In this study, the Sobolev-type equation is considered analytically to investigate the solitary wave solutions. The Sobolev-type equations are found in a broad range of fields, such as ecology, fluid dynamics, soil mechanics, and thermodynamics. There are two novel techniques used to explore the solitary wave structures namely as; generalized Riccati equation mapping and modified auxiliary equation (MAE) methods. The different types of abundant families of solutions in the form of dark soliton, bright soliton, solitary wave solutions, mixed singular soliton, mixed dark-bright soliton, periodic wave, and mixed periodic solutions. The linearized stability of the model has been investigated. Solitons behave differently in different circumstances, and their behaviour can be better understood by building unique physical problems with particular boundary conditions (BCs) and starting conditions (ICs) based on accurate soliton solutions. So, the choice of unique physical problems from various solutions is also carried out. The 3D, line graphs and corresponding contours are drawn with the help of the Mathematica software that explains the physical behavior of the state variable. This information can help the researchers in their understanding of the physical conditions.

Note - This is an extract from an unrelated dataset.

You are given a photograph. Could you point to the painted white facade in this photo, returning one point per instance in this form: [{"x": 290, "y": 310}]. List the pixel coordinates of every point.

在这项研究中，Sobolev 型方程被分析地考虑来研究孤立波解。索博列夫型方程广泛应用于生态学、流体动力学、土壤力学和热力学等领域。有两种新技术用于探索孤立波结构，即：广义 Riccati 方程映射和修正辅助方程 (MAE) 方法。暗孤子、亮孤子、孤立波解、混合奇异孤子、混合暗-亮孤子、周期波和混合周期解形式的不同类型的丰富族解。研究了模型的线性稳定性。孤子在不同情况下表现不同，通过基于准确的孤子解构建具有特定边界条件 (BC) 和起始条件 (IC) 的独特物理问题，可以更好地理解孤子的行为。因此，还进行了从各种解决方案中选择独特的物理问题。借助 Mathematica 软件绘制 3D 折线图和相应的轮廓，该软件解释了状态变量的物理行为。这些信息可以帮助研究人员了解身体状况。